The solar array is no longer subject to the "Christmas Light Effect" because it no longer has a single point of failure. As a result, micro inverters do "harvest" more energy than central inverters.. However, in total micro inverters also cost more. Micro inverter companies say the increased cost is more than worth it and have made significant inroads into small to medium-sized systems. Another micro inverter advantage is remote real time tracking ability. Since each module has an inverter which contains communication electronics, maintenance purposes can see exactly how each panel is performing on a remote customer computer. 

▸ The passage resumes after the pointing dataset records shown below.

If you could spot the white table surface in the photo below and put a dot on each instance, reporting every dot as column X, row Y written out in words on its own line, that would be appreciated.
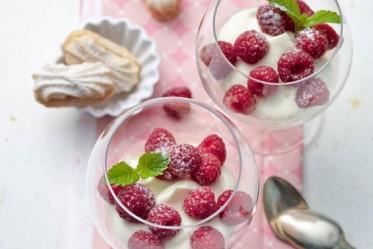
column 44, row 152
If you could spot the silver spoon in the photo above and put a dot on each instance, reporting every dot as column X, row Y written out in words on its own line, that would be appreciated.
column 293, row 222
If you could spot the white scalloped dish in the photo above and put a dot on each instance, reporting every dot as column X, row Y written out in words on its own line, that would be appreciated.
column 140, row 45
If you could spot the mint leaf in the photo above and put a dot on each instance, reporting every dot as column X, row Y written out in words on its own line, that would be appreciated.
column 323, row 16
column 152, row 164
column 291, row 8
column 122, row 174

Central Inverters VS. Micro Inverters
There is some friendly controversy between large inverter companies and micro inverter companies. Some people use the analogy that the micro inverter entrance is akin to the PC revolution in the computer industry. This may or may not be true. Some of the micro inverter advantages in smaller installations do not hold in utility-size operations. Here are the advantages of central inverters:
  • Central inverters are less expensive than micro inverters in total.
  • Higher transmission voltages are more efficient than lower voltages and have a cost advantage, and most utility electricity is already moved this way.

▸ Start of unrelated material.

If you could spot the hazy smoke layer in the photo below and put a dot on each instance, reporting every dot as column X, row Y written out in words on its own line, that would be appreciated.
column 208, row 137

  • Central inverters are better at interfacing and monitoring negative events on the grid.
  • Utility and large commercial centers are out in the open and shading (except for cloud cover) is not an issue.
  • Utilities are already very sophisticated in the management of their sites and tracking as many as 50,000 thousand individual micro inverters on a 10 MW site is not practical.
  • The large commercial and utility markets are forecast to grow faster than the residential market.
Micro inverters perform the same basic electrical functions as their big brothers, but do it for each panel rather than the whole solar array. Here are the advantages of micro inverters:
  • Micro inverters do harvest more electricity, estimated to range from 5% to 20%.
  • Micro inverters output AC directly from each panel, so there is no need for DC wiring, etc. Installer electricians and their companies like AC which they are very familiar with in most of their normal applications.
  • There is no single point of failure in a micro inverter system. An inverter failure affects only a tiny fraction of the system.
  • Voltages are only 240 volts AC which are much safer for technicians than 600 volts DC, plus the whole system can be shut down for repairs. A central system is "live" and dangerous as long as the sun is shining.
  • Micro inverters are much more flexible when it comes to roofs with shading, east and west slopes, odd shapes, etc.
  • Large micro inverter systems do not require a huge enclosure with a concrete pad, large cooling fans, and isolation for safety's sake.
  • Data collection systems down to the panel level are very advantageous from a maintenance point of view to medium-size commercial customers.
So we can see that each type of converter has significant advantages depending on the customer. Utilities and large industrial customers will gravitate to central inverters. Residential, small commercial customers and local installers will like the micro inverter. As of December, 2011 the largest micro inverter installation was one megawatt in size. Most likely in the future, micro inverters and big central inverters will both prosper in their respective territories.